Over 55s risk falling prey to inheritance ‘sibling tax trap’
This increased IHT allowance is a boost to those who’ve seen their homes rise in value and want to be able to pass on this wealth without sharp tax charges

More than 1.7million over 55s could miss out on the upcoming increased nil-rate inheritance tax band (the Family Home Allowance) because they've assigned their sibling to inherit their family home and not a direct descendant, according to the latest research from LV= Legal Services.

One in 10 over 55s have written their will to pass their family home to their siblings rather than to their children or other descendants, which would disqualify them from using the additional nil-rate allowance. Currently, if an estate of a married couple is left to a sibling then anything above the £650,000 combined threshold (£325,000 allowance per individual) will be taxed at 40%.

However, from 6 April 2017, the inheritance tax free allowance for the family home will be introduced with an initial allowance of £100,000 per person per family home, taking the total maximum individual personal allowance for IHT from the current level of £325,000 to up to £425,000, or a total of up to £850,000 for married couples.

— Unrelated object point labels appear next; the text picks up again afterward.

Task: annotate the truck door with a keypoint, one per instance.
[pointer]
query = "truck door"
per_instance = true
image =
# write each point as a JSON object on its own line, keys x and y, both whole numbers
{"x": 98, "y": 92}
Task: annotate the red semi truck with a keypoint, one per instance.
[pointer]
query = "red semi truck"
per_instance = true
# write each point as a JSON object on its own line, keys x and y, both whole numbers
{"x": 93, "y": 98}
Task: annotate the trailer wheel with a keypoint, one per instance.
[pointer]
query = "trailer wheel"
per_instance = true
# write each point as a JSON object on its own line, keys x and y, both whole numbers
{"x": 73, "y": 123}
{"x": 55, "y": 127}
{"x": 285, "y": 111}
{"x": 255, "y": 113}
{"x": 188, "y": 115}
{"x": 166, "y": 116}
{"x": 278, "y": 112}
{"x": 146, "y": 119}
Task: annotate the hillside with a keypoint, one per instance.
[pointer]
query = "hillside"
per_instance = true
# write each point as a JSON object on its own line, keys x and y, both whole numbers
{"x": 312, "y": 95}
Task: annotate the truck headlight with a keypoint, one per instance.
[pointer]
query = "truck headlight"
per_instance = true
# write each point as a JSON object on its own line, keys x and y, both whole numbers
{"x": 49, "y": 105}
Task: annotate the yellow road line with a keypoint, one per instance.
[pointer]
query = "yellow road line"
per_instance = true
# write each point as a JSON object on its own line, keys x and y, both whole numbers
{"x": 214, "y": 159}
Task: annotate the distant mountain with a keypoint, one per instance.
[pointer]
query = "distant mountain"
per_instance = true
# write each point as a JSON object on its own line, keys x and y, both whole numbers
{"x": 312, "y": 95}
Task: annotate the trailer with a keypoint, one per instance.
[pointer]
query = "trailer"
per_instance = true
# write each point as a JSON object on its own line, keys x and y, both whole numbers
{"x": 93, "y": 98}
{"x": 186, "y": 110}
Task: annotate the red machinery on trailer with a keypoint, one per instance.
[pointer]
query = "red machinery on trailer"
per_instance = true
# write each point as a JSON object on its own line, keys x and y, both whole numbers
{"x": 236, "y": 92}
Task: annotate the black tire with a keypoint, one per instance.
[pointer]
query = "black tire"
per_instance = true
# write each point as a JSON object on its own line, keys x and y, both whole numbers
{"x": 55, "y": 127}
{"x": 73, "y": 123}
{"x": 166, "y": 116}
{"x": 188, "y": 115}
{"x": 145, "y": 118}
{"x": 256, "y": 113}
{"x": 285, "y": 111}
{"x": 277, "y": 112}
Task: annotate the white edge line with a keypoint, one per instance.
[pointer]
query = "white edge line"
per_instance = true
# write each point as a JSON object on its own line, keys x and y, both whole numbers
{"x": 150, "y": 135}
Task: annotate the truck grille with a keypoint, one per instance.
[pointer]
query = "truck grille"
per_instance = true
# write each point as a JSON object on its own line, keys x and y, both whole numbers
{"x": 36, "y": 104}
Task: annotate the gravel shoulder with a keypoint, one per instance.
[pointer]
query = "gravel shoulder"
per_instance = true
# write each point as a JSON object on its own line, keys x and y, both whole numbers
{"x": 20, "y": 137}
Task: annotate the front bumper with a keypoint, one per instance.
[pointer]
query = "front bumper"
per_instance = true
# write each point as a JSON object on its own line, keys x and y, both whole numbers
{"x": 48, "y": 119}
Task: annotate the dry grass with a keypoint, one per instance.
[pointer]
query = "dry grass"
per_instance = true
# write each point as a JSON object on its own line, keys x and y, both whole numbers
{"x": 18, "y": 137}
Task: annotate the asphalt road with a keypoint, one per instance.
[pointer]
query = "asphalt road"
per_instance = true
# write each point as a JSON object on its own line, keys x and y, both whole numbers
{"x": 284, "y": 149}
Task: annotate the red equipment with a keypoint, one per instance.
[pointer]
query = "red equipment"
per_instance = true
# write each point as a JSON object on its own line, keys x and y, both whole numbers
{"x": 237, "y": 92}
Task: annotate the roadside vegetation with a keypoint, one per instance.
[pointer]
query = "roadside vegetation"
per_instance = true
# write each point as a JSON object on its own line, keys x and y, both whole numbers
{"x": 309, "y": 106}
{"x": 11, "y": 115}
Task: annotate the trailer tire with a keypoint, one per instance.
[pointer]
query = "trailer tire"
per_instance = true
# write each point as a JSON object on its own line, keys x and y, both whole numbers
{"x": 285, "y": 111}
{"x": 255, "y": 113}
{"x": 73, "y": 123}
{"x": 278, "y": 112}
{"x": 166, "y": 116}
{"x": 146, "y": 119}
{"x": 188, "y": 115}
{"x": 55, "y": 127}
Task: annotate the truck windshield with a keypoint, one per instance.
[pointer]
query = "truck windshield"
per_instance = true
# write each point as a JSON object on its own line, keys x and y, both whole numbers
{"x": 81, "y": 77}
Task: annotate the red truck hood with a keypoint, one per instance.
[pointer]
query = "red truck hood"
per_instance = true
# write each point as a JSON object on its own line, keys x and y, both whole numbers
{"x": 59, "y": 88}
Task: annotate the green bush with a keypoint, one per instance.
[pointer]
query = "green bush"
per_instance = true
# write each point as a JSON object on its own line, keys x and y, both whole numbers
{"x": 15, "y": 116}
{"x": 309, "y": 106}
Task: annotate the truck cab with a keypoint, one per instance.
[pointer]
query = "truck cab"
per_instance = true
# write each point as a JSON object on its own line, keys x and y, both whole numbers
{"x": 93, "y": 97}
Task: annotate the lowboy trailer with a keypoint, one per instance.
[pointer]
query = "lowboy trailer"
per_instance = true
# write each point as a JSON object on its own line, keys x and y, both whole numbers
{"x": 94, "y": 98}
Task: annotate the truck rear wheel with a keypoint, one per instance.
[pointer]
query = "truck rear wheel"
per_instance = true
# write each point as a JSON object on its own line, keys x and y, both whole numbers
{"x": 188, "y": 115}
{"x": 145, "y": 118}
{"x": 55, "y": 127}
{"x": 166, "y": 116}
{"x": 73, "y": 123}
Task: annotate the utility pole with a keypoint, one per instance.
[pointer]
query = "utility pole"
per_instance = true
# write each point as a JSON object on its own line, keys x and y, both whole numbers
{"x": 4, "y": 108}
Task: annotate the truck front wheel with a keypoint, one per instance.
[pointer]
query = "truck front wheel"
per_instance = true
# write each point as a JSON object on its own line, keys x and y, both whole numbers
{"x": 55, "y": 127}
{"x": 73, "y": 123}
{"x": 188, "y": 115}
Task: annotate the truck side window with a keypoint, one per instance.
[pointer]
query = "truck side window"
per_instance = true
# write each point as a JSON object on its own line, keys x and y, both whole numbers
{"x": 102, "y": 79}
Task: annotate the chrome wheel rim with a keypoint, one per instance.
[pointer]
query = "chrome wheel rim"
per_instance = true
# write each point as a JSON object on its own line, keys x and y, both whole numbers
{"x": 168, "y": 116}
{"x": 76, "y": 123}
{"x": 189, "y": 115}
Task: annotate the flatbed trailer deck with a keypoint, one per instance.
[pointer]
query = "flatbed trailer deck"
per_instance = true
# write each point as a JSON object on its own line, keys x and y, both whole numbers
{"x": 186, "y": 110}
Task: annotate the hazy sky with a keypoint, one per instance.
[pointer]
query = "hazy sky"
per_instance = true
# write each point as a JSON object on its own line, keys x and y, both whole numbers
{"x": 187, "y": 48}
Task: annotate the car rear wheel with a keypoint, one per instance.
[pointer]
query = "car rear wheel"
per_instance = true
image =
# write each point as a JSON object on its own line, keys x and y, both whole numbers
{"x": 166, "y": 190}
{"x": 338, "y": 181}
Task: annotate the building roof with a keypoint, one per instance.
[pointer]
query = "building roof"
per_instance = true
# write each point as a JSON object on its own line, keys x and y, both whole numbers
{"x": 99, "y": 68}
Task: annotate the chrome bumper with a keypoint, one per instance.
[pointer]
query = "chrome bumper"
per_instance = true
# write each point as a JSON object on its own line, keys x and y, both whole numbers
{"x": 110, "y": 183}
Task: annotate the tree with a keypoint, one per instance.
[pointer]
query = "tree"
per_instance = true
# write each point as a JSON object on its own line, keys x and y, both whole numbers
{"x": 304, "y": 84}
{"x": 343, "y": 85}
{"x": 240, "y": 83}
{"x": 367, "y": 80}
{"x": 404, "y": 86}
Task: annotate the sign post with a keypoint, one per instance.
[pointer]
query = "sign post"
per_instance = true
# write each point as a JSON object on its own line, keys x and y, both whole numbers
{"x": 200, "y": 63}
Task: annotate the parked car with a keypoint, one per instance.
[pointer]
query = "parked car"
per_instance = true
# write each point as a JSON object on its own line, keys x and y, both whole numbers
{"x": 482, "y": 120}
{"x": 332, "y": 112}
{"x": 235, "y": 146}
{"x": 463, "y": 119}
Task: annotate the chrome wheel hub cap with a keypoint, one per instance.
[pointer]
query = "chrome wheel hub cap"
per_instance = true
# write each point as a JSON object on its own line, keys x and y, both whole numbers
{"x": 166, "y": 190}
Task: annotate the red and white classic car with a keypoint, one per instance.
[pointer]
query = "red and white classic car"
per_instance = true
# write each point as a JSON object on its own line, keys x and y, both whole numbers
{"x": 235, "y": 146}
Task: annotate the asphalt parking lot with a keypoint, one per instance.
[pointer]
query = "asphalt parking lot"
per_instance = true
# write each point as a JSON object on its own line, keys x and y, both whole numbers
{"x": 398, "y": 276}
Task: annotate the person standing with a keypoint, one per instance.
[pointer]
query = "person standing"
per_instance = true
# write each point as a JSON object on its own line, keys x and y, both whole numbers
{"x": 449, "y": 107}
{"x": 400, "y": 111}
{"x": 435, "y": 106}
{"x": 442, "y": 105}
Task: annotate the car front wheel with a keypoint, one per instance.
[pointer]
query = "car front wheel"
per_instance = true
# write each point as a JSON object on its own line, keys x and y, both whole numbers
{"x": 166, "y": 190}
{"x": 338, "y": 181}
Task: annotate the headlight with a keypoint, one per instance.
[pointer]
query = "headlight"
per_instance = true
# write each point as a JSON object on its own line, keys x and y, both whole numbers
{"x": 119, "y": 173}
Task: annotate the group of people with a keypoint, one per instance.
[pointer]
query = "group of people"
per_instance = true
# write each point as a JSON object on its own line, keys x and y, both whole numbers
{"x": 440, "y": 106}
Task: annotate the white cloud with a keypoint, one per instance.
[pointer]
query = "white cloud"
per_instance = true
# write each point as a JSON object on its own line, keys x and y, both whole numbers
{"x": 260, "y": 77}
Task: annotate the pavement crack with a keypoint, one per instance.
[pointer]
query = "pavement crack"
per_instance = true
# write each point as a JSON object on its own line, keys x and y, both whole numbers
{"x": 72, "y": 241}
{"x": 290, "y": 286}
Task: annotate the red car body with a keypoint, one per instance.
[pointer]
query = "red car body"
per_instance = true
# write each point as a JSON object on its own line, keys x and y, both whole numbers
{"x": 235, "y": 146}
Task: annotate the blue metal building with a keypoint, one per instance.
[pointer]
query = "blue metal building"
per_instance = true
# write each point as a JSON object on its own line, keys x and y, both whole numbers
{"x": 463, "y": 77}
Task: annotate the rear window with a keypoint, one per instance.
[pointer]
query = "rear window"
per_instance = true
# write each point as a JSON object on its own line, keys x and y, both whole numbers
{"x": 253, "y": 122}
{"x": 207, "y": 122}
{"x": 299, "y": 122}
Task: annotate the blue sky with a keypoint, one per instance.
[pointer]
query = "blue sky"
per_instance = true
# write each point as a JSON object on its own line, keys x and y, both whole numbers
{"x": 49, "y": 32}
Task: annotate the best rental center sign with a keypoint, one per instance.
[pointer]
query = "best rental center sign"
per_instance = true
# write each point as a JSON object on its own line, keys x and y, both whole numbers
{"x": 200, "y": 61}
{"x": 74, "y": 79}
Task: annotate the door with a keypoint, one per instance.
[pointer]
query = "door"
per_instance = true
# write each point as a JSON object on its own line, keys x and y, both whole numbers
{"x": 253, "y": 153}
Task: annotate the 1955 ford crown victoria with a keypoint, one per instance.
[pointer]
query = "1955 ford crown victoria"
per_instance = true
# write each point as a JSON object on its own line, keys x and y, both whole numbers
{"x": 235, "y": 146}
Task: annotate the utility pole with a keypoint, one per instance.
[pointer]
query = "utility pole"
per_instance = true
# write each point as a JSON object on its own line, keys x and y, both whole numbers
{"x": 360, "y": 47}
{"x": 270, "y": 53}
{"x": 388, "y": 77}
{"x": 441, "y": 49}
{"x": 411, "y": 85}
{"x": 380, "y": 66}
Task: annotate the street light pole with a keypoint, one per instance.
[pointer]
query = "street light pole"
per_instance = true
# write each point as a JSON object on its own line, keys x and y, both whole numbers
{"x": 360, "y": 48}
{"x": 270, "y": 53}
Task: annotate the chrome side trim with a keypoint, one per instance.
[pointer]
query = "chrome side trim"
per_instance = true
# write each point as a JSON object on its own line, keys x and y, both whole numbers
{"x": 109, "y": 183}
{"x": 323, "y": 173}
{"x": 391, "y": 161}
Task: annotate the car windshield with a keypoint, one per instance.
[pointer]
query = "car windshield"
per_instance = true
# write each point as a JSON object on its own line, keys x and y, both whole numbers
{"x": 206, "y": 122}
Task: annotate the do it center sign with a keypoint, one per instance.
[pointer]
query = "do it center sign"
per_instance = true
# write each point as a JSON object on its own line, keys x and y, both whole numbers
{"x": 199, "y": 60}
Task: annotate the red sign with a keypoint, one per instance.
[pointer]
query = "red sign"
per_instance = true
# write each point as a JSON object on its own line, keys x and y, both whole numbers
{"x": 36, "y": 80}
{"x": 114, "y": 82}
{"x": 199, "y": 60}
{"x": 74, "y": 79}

The allowance for the family home then goes up by £25,000 per tax year, so by 6 April 2020 onwards a couple with a family home will be able to leave their children or other direct descendants a combined estate of up to £1m without any IHT to pay. However, if the same couple were to leave their family estate to a sibling, the IHT of 40% would apply on the difference between £650,000 and £1million, leaving a tax bill of up to £140,000.

The majority of people (72%) don’t know of or understand the changes, but even among those who do, half (53%) didn’t realise that the increased tax-free amount can apply to cash proceeds from the sale of the home if you downsize or have to go into care.

Additionally, many people living ‘as married’ with partners, who would want their wealth passed to each other, don’t have wills (44%) so their estate will pass to their children, who would have no obligation to provide anything to their father or mother’s partner.

Martin Milliner, Director at LV= Legal Services, said: “This increased IHT allowance is a boost to those who’ve seen their homes rise in value and want to be able to pass on this wealth without sharp tax charges, but it’s crucial that they don’t fall prey to the sibling trap. Getting the right legal advice and amending your Will could take a few hours, but with potential to save a lot of money it’s time well spent.”